Just joined today sir and might I say good job on here sir. This board is really cool. You've put a lot of hard work into it. 

Thank you for your service. Trust me when I say, that not all of America has forgotten you. You do a great service.

Thanks
Jeremy


----------



## DJ Niner (Oct 3, 2006)

Mike, I was thinking about winter this past weekend, too.










So, it could be worse. Right? :mrgreen:

Heck, you'll be home before you know it. Stay busy, and stay safe! :smt1099


----------



## Mike Barham (Mar 30, 2006)

DJ Niner said:


> So, it could be worse. Right? :mrgreen:


Cripes! That's awful. And to think one of our guys was whining that his FOB was -14F. 'Course, we all get to work outside. ;-)


----------



## DJ Niner (Oct 3, 2006)

Do you get a lot of wind there, not so much, or a little of both? 
Wind will make any cold/damp weather feel 3x worse.

And as you said, ya gotta do what ya gotta do. Can't always run indoors when there's a job to be done. :smt1099


----------



## Mike Barham (Mar 30, 2006)

DJ Niner said:


> Do you get a lot of wind there, not so much, or a little of both?
> Wind will make any cold/damp weather feel 3x worse.

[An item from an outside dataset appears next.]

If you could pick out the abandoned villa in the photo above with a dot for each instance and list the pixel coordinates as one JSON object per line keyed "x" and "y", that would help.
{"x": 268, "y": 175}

We get a lot of wind. We're in the mountains at about 5000 feet, on a flat plain between some higher, snow covered mountains. The cold wind really cuts through the plywood shacks we live in. It's below 10F with the wind chill tonight, and will probably get colder. But I did manage to "acquire" an electric blanket, which helps! It's the little things that please you out here. :mrgreen:


----------